Ignore a specific index of Embedding

jef · January 20, 2018, 7:21pm

I am using many zero-paddings in my batch data. The padding index is 0. So I want my model to ignore the padding effect of my trainings. So could someone check my code is correct or not?

 optimizer.zero_grad()
 loss.backward()

 for name, param in model.named_parameters():
       if param.grad is not None:
           if 'A.' in name or 'W.weight' in name:
               param.grad.data[0] = 0

 optimizer.step()

Reference
After changing weight of the nn.Embedding, the values at the padding_index also changed

tom · January 20, 2018, 9:46pm

If you don’t have a very large number of embedding layers, you could address the parameters directly, e.g. “model.emb.weight” if the embedding is named emb.

Also, I would probably follow Soumith’s suggestion to reset the padding embedding vector after the step instead of changing the grad before.
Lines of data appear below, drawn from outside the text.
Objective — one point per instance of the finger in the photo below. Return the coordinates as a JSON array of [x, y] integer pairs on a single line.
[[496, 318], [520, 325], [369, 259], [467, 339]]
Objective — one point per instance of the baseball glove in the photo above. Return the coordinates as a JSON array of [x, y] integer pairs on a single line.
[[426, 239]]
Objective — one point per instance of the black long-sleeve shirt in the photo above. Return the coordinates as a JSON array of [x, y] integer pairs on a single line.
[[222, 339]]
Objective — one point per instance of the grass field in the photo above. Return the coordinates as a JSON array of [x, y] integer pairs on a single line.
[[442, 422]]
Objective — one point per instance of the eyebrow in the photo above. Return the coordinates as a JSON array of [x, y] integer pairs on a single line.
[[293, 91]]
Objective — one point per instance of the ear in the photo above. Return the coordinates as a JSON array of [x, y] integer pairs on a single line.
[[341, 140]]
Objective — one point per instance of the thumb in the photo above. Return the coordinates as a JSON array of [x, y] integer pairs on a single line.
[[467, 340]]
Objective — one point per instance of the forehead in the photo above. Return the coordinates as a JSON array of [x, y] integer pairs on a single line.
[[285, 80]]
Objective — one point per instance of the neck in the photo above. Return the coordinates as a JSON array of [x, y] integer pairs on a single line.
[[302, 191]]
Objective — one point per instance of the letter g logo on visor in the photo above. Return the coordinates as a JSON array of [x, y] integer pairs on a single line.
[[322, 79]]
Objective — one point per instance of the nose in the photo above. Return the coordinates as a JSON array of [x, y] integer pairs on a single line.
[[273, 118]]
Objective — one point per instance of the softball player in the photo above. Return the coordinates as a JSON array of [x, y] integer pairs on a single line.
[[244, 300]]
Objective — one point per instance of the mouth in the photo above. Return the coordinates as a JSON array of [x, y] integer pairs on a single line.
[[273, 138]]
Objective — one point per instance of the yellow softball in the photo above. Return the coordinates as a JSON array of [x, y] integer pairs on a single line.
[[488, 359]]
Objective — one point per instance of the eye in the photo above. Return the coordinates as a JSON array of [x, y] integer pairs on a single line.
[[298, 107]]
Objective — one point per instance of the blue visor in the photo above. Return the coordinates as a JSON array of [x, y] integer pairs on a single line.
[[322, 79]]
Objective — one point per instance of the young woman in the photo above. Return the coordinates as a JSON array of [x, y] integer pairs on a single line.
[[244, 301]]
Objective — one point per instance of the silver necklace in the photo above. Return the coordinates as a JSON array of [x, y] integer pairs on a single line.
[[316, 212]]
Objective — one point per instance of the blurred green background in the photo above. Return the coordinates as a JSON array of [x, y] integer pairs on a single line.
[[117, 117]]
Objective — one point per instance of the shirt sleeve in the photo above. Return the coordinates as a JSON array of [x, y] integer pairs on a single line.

Very likely both work, but if you are set to keep them fixed, resetting feels slightly more straightforward than setting the grad to zero in order to change the update to zero.

Best regards

Thomas

jef · January 21, 2018, 12:39am

Thank you for your nice information. Oh then, after update parameters, just reset the embedding weight of specific index. Is it the same as yours? It looks much simpler.

 optimizer.zero_grad()
 loss.backward()
 optimizer.step()
 
 model.embd.weight.data[specific_index] = 0

tom · January 21, 2018, 8:10am

That was what I had in mind. Does it work for your project?

Best regards

Thomas

jef · January 21, 2018, 3:30pm

It’s working. Thank you!